A través de un análisis que inicialmente planteaba una pesquisa antropológica, y que terminó en la convergencia de temas de la cultura regional, estudios del Estado y la etnografía en relación con el ascenso de la marihuana y su desarrollo, la periodista colombiana Lina Britto lideró una investigación que repasa los antecedentes históricos generacionales de los traficantes que pusieron a Colombia entre los principales productores de cocaína en el mundo. Partimos de la innegable popularidad que el mercado cannábico tuvo entre los compradores norteamericanos, y Britto reconstruye el auge y la transformación del negocio de los narcóticos analizando algunos factores sociopolíticos y culturales que trazaron nuevos caminos al tráfico ilícito.

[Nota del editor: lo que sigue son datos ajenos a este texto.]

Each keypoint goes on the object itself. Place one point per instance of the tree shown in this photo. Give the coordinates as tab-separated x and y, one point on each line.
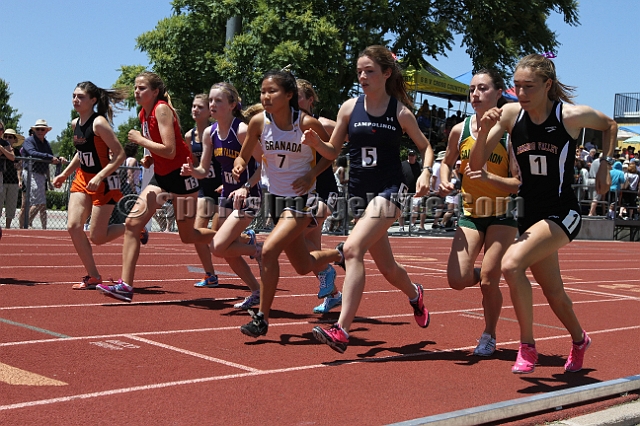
8	114
322	39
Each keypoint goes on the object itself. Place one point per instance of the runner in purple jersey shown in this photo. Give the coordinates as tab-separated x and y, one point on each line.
240	198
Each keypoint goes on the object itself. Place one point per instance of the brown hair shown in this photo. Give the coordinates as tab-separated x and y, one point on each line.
232	95
107	99
395	85
498	82
546	69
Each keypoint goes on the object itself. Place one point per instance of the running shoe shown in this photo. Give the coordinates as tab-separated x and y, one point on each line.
209	281
526	360
144	236
327	282
328	303
252	300
486	345
576	356
340	248
335	337
257	327
420	312
119	290
88	283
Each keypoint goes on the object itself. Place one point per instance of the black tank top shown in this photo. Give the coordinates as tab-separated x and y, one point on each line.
374	148
545	156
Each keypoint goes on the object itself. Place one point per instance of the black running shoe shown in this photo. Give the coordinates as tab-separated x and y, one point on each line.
340	263
257	327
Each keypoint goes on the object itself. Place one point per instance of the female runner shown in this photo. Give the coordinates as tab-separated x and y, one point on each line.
492	229
374	124
327	191
209	183
161	136
544	126
279	131
95	189
224	140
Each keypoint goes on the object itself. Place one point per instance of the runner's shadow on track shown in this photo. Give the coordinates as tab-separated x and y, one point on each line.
13	281
557	381
307	339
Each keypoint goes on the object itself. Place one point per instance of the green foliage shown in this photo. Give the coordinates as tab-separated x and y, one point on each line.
8	115
322	39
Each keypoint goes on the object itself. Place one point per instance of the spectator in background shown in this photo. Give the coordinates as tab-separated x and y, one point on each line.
37	146
434	189
629	198
9	191
411	169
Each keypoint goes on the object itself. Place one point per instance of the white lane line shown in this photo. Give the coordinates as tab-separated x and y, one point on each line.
271	325
270	372
191	353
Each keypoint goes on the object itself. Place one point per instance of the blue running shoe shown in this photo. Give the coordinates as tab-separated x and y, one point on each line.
327	282
119	290
209	281
328	303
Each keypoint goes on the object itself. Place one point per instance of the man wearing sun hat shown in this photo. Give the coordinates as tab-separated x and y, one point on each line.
10	181
37	146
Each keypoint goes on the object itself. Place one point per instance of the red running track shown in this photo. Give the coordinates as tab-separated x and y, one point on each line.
176	355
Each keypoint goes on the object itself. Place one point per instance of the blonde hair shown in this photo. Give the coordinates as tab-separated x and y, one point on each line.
546	69
232	95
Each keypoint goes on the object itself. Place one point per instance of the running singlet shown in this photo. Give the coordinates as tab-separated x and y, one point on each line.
226	151
214	168
544	155
473	189
374	149
150	130
285	156
92	151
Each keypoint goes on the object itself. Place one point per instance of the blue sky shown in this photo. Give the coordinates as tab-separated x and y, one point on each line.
50	46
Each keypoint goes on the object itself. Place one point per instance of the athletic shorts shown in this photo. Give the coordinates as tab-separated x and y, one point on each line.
175	184
208	188
358	202
38	189
251	204
304	205
108	191
567	217
481	224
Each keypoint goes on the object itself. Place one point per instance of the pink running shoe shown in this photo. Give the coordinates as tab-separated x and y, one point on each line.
420	312
576	356
526	360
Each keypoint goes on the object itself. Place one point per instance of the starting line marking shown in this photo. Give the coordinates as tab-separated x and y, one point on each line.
268	372
17	377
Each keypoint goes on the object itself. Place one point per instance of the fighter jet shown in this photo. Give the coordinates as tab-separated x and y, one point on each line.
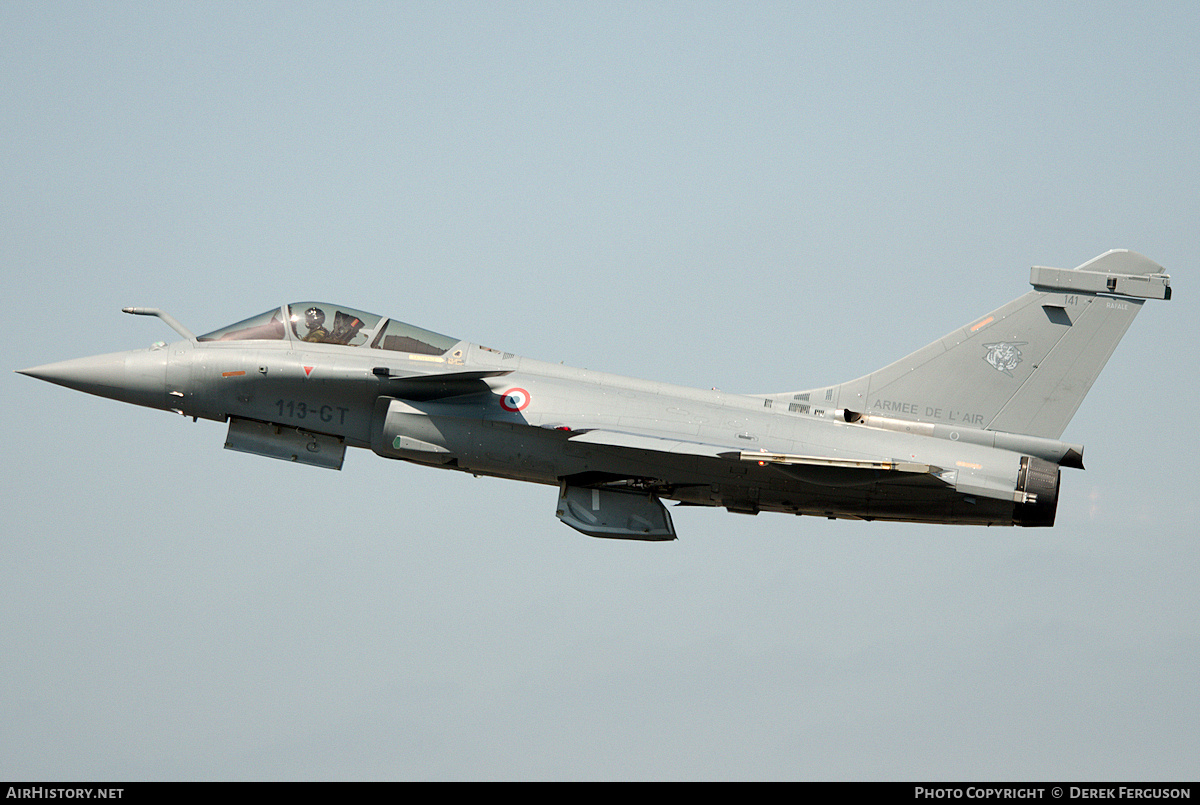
964	431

De acuerdo con la investigadora, el ‘boom’ de la marihuana en Colombia en los años 60 y 70 tuvo sus causas en varios puntos fundamentales, principalmente políticos, que expone a través del estudio. Ella señala que, Colombia, en comparación al resto de América Latina, mantiene una relación muy estrecha con su potencia más próxima: Estados Unidos. Sus intervenciones en términos económicos, sociales, militares y culturales transformaron la realidad colombiana del siglo XX y no solo por sus interacciones diplomáticas, como por ejemplo, cuando Estados Unidos intentaba lanzar un proyecto hegemónico en el continente con el Canal de Panamá, que le permitiera dominar la región y hacer de esta “su patio trasero”. Colombia se convirtió, además, en su aliado estratégico junto a México, otro gran actor de este mercado ilícito con el que EE.UU. comparte una frontera altamente poblada tras arrebatarle gran parte de su territorio en el siglo XIX.

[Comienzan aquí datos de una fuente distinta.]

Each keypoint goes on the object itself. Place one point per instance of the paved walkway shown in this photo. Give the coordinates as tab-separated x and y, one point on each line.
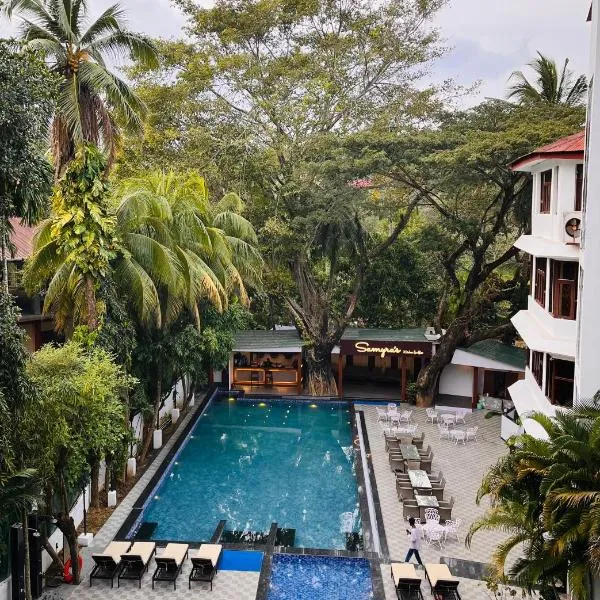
463	467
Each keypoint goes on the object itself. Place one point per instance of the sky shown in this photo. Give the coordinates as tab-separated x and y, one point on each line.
488	38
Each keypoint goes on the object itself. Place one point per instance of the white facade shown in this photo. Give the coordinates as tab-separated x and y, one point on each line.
548	325
587	370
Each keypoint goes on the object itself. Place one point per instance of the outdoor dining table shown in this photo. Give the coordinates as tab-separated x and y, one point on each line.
409	452
424	502
419	479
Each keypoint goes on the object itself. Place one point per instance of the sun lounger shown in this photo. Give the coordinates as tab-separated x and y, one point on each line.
136	561
406	582
106	564
204	563
169	563
444	586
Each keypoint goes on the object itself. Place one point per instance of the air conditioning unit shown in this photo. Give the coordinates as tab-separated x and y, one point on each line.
572	227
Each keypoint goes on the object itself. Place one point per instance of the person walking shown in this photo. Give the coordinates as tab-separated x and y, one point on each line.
415	542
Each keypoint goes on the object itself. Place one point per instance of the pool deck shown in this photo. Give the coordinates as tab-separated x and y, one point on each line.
463	468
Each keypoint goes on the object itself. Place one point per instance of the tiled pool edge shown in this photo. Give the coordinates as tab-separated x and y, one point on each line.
160	464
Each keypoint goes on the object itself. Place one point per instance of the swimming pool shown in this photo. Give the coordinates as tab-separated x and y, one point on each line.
319	578
254	462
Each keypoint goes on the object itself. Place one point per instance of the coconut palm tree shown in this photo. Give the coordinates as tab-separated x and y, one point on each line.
191	249
91	99
546	495
550	86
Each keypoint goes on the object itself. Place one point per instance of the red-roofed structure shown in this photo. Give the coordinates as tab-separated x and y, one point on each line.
22	239
571	147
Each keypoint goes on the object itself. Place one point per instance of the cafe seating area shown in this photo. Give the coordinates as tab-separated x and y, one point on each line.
421	491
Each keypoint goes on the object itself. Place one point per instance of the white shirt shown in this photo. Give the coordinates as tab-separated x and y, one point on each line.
415	538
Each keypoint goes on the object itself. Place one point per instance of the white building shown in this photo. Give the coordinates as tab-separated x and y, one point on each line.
549	324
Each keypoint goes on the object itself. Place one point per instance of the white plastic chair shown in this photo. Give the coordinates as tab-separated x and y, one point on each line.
431	414
472	433
444	431
459	436
461	415
452	527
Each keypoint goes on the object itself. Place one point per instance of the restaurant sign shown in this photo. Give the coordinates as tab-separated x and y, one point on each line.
384	349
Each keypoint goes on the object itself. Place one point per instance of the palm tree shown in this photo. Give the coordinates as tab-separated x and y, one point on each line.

Para la década de los 60, los narcóticos ganaban terreno como un símbolo de rebeldía que se empezaba a predicar a través de la música y la contracultura, moviendo muchos grupos sociales que hicieron parte del estallido. Los hippies, a través de la creación de una nueva identidad, profesaban los valores de la anarquía no violenta, el pacifismo, la revolución sexual, la preocupación por el medio ambiente y el rechazo al sistema capitalista. Y mientras el proveedor más cercano (México) se veía afectado por los primeros pasos de la guerra contra las drogas que Richard Nixon haría oficial en 1971, Colombia desarrollaba la reconocida Santa Marta Gold, un prototipo cannábico para exportación, que estremeció al mercado norteamericano en medio de su búsqueda de nuevos productores de yerba de calidad.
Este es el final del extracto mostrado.